One such example is Sunrise Senior Living, which engaged David through Clarity to implement its new LMS. Patti Mirallegro, senior director of human resources organizational development, describes the experience:

We are transitioning from a home-grown system to the LMS we consider best in class. Sunrise really needs a learning solution that helps us deliver learning aligned with our business goals. We sought greater accountability and an improved learner experience. Sunrise, which employs 36,000 people in the United States and Canada, and 4,000 in the United Kingdom, hires for people skills and trains for technical skills.

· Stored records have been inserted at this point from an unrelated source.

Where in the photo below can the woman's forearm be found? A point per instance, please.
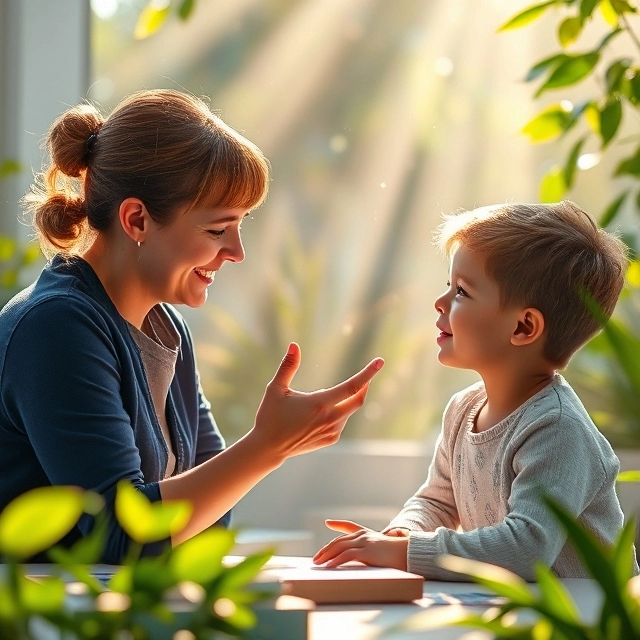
(217, 485)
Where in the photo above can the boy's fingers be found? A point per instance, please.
(351, 386)
(288, 367)
(345, 526)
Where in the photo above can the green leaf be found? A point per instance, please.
(122, 580)
(544, 65)
(44, 596)
(629, 166)
(592, 116)
(527, 16)
(587, 7)
(186, 9)
(597, 559)
(555, 596)
(623, 552)
(634, 84)
(548, 124)
(615, 74)
(569, 31)
(612, 210)
(553, 186)
(622, 6)
(39, 518)
(199, 559)
(8, 167)
(145, 522)
(569, 170)
(570, 71)
(608, 13)
(610, 36)
(610, 118)
(149, 21)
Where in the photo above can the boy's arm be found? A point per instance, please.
(559, 458)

Once we made our purchase decision, we realized we needed an LMS administrator. We had lost 40% of our team to [corporate] streamlining earlier this year. As we began to walk through the road map, the gaps became apparent. I can articulate the needs of the business, but not implement them.

David has experience in many relevant areas, including having worked with homegrown systems. He provides an excellent line of sight and identifies risks that the business can present to the project team.

Sunrise is following a popular trend, says Mallon, that of configuration over customization. That’s smart, he says, because “customization takes you off the upgrade path.” He notes that he’s been seeing more configurability built into the systems, but “going forward, even that won’t cut it.” What’s next in the world of LMS? Mallon has his eye on the horizon. “We will see an increase in the offering of the platform as a service-ERP in the cloud,” he says. “Providers and an ecosystem of partners will attempt to meet customers’ ideal end goal: total customization, all on the provider’s equipment, all taken care of by the provider.”

In the shorter term, Amy predicts increased deployments of mobile learning, especially for populations such as the one that Shivkumar serves at AstraZeneca. “If you want to do mobile, then due diligence is all the more important,” she says. “Ask potential vendors about their planned future enhancements. Request a road map for the next two to four years.”

Amy also anticipates a shift in the next five years, as vendors integrate or merge with talent management systems. “Learning management may not be a stand-alone system, but rather a component of those systems,” she says.